Our spring EFPC symposium in Canterbury had promised sunshine and daffodils.

Instead the long-awaited event was hindered by some of the coldest weather in Europe. Snow closed airports and train stations as the ‘Beast from the East’ gave new meaning to English sub-zero temperatures.  Nonetheless, intrepid pilgrims trekked from Europe – and as far away as Brazil – to join in discussions on how we can integrate health care systems to bring communities closer to primary care, and improve health outcomes for some of the most vulnerable in society.

EFPC Chair and CHSS Professor Sally Kendall chaired the symposium, delightedly welcoming delegates from Brazil, Belgium, France, Italy, Kazakhstan, Norway, Portugal, Spain, Turkey, Slovenia, Switzerland and UK. Sadly, delegates from Austria, some parts of the UK and the Netherlands were prevented by the weather, but participated via video-link.

Keynote speaker, Professor Pavlos Theodorakis, (WHO Primary Care Centre, Almaty, Kazakhstan) highlighted important societal and policy changes since 1978’s Declaration of Alma Ata. These will inform October’s 40th anniversary discussions in Almaty. The message that Universal Health Coverage is for all and can be compatible with person-centred primary care was an important one to hear.  CHSS Professor Jenny Billings’ comprehensive overview of the challenges of introducing new integrated care models highlighted Encompass in Kent.

Professor Henk Parmentier (Europe World Federation for Mental Health) gave insights on the importance of integrated mental health care in improving the health experience for hundreds of thousands suffering at the margins of the system across Europe.

After lunch Professor Jan De Maeseneer led the second panel, presenting his approach to community and primary care integration from his years of experience in Ghent and how we can change the system by transforming education and training.

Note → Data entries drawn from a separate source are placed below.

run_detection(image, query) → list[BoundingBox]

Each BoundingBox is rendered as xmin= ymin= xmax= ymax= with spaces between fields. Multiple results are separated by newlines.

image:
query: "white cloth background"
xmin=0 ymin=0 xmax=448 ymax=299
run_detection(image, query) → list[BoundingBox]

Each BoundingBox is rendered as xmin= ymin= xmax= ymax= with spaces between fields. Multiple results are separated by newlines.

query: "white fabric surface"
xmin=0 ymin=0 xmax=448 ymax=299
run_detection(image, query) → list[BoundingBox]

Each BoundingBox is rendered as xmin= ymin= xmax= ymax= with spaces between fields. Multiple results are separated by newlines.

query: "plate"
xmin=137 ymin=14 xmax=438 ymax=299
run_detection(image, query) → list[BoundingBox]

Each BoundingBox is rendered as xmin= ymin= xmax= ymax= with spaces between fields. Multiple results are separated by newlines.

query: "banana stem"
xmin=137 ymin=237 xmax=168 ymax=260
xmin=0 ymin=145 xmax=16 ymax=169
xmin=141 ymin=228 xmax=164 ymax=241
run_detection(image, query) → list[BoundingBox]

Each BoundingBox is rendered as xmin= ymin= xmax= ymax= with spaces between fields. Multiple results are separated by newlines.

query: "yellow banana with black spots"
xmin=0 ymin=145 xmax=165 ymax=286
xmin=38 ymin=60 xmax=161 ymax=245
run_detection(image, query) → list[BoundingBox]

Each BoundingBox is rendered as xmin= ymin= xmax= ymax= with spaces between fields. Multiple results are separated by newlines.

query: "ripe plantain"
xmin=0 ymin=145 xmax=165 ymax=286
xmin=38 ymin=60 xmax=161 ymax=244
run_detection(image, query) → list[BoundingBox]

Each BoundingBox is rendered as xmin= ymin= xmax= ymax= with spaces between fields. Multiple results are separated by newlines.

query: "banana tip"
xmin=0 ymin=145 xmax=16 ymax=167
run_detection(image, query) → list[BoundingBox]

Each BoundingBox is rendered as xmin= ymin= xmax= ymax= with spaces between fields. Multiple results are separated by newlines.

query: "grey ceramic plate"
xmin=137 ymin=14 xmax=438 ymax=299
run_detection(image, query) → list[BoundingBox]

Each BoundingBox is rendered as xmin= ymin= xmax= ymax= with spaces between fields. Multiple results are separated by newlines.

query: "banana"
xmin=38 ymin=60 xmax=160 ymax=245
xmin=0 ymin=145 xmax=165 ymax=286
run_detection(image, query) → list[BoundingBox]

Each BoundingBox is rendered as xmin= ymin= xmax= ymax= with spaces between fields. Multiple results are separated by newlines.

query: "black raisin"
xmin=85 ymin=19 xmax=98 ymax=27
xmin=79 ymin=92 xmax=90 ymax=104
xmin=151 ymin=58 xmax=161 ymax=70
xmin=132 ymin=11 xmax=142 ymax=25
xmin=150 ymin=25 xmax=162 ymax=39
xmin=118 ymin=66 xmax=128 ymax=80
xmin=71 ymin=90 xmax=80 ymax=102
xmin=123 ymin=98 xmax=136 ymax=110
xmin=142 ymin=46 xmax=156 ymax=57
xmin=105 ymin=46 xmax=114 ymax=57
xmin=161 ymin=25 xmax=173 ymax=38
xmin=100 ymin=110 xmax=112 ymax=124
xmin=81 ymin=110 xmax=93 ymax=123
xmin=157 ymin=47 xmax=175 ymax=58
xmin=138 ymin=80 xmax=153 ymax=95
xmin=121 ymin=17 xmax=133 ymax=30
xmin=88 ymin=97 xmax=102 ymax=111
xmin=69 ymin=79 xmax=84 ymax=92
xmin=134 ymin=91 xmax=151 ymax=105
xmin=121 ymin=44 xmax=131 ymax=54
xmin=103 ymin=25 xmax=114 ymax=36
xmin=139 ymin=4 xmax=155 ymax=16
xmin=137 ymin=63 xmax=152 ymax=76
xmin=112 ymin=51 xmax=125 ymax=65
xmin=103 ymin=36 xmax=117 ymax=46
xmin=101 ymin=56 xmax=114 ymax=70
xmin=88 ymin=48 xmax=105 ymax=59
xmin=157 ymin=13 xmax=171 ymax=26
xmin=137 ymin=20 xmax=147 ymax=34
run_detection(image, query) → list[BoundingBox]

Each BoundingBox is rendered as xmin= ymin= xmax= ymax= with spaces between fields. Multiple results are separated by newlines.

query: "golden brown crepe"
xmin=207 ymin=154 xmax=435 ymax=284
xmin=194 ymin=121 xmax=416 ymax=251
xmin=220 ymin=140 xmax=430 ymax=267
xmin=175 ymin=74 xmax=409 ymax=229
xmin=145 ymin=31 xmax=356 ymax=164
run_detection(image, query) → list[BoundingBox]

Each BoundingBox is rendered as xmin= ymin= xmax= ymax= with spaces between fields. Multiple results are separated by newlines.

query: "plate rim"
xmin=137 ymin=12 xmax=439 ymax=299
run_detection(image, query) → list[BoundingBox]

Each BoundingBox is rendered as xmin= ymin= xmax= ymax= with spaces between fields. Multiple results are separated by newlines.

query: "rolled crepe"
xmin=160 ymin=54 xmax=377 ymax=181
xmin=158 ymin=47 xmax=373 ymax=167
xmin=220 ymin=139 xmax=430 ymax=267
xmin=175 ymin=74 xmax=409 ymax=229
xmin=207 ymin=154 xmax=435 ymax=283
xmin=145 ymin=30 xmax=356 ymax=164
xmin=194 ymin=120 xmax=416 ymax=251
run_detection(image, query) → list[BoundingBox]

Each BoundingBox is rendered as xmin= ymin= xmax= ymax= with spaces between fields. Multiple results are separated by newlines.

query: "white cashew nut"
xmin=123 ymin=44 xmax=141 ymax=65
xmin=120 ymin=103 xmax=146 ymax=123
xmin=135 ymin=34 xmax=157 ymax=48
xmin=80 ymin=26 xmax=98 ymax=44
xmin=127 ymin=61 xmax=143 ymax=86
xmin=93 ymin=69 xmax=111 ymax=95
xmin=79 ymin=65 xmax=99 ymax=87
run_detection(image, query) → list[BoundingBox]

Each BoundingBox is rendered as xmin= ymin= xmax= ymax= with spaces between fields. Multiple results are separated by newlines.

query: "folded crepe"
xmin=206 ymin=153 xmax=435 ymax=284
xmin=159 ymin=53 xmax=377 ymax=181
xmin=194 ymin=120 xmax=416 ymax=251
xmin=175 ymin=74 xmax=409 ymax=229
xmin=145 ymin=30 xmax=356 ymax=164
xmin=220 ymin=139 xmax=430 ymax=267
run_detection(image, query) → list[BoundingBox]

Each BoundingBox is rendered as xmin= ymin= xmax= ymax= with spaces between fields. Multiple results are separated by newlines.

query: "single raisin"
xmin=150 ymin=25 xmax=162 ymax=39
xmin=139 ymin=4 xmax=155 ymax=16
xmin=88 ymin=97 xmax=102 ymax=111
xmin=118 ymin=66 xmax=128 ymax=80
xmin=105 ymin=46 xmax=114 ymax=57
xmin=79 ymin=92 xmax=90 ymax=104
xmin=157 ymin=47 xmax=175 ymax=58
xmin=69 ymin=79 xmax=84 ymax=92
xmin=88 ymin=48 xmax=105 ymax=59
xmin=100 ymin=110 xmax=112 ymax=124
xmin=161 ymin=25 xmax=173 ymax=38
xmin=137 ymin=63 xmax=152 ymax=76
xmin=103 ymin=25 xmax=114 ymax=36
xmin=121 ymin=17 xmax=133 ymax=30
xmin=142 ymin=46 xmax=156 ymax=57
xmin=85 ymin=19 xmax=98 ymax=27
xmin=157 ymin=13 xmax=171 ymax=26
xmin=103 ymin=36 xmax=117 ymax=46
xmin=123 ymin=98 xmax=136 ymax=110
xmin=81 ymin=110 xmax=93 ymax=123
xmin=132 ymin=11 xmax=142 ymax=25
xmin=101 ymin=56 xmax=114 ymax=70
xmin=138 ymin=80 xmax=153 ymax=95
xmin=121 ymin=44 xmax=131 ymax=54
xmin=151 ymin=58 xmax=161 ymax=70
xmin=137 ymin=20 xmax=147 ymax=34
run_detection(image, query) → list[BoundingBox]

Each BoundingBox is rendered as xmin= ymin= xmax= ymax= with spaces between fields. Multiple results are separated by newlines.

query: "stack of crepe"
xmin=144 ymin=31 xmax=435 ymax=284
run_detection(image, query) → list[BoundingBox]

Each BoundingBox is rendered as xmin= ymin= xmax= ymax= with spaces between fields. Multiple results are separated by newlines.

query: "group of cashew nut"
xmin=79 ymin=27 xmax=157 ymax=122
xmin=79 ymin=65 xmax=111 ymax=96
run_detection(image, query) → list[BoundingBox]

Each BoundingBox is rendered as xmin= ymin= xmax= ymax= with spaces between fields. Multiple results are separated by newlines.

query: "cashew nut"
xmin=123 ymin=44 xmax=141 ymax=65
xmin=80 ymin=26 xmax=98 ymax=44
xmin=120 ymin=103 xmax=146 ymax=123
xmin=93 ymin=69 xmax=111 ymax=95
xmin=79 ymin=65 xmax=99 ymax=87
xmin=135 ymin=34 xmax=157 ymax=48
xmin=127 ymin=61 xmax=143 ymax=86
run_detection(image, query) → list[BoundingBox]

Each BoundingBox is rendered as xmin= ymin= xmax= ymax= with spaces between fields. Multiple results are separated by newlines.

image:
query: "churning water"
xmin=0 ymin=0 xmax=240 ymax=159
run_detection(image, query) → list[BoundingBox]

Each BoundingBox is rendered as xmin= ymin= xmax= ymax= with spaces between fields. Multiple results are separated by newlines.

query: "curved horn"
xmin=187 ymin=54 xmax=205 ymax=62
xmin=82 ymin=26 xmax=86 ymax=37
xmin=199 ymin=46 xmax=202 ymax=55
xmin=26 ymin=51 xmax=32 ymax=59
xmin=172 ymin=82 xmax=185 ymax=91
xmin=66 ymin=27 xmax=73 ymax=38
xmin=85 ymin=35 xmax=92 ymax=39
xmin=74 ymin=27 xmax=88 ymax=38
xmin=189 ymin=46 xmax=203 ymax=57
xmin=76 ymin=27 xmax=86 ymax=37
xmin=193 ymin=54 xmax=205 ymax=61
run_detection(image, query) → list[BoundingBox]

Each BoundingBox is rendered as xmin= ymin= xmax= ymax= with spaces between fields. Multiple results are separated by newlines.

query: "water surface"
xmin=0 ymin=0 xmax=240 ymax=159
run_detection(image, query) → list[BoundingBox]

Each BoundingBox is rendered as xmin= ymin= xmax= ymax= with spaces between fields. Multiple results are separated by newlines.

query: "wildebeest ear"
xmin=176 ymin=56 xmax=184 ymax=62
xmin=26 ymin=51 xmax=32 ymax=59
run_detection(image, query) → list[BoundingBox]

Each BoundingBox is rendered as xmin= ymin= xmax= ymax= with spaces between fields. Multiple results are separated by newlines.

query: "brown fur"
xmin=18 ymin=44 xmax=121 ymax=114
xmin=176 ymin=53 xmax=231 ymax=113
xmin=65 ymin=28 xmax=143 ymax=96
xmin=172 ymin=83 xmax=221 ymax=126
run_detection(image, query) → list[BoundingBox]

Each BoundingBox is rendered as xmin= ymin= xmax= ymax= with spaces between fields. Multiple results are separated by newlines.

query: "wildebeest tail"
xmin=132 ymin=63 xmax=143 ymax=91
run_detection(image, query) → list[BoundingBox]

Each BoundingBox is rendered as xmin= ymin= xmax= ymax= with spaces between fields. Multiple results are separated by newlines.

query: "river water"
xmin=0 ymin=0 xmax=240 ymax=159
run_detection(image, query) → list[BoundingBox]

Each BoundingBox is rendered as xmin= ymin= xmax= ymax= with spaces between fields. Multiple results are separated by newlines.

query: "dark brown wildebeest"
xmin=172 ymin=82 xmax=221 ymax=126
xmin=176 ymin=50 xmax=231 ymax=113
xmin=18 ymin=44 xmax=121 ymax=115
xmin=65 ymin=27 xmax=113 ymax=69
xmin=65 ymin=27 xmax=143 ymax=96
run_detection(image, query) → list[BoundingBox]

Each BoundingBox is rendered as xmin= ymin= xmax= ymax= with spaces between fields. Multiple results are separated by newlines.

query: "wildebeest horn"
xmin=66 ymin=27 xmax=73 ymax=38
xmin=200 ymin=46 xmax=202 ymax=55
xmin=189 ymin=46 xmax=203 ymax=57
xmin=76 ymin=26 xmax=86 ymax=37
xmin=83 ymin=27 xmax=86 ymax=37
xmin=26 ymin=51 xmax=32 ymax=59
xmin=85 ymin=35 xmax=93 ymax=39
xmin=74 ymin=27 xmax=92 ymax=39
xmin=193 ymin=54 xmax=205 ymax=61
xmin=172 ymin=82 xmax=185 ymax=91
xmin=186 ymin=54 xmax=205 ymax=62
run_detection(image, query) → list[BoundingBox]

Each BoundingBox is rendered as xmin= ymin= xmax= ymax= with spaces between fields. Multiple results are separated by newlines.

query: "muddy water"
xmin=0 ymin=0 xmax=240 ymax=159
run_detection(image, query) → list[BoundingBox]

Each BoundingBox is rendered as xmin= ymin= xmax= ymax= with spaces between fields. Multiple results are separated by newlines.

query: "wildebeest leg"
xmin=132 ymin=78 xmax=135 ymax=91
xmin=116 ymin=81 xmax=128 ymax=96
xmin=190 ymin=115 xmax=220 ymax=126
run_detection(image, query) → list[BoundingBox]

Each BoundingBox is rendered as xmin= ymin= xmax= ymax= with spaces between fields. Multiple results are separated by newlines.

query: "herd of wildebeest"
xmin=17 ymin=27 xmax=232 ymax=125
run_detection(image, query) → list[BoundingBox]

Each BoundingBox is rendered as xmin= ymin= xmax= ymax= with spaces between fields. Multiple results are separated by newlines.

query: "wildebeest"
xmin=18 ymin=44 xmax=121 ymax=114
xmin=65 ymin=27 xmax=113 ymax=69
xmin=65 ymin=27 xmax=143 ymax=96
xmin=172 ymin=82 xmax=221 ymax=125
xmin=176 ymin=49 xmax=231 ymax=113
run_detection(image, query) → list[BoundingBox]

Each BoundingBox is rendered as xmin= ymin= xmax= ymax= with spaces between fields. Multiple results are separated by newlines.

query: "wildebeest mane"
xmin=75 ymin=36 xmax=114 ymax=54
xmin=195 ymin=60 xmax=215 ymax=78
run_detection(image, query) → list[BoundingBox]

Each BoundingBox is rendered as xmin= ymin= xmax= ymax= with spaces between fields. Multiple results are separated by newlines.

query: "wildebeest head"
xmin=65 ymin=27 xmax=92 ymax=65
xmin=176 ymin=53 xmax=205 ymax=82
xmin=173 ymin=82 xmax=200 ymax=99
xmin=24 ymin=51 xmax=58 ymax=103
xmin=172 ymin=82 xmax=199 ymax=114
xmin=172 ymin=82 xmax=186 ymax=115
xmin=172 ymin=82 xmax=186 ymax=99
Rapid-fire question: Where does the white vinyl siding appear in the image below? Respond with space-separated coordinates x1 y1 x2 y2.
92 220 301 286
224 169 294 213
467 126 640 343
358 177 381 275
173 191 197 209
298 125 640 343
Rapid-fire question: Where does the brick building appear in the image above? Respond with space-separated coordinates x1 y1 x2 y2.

Professor Kate O’Donnell, trapped by snow in Glasgow, presented over Skype. Her session focused on improving health for Europe’s migrant populations; refugees and asylum seekers seeking shelter, security and access to health care.

CHSS Professor Stephen Peckham closed the symposium with his provocative session on how new care models are emerging, and the challenges of change, policy implementation and sustainability.

By 4pm the sky was full of snow and delegates headed back to hotels and airports. The Symposium had successfully brought European primary care interests into a forum where significant policy, integration and access issues could be debated openly, with the sense of community at its heart.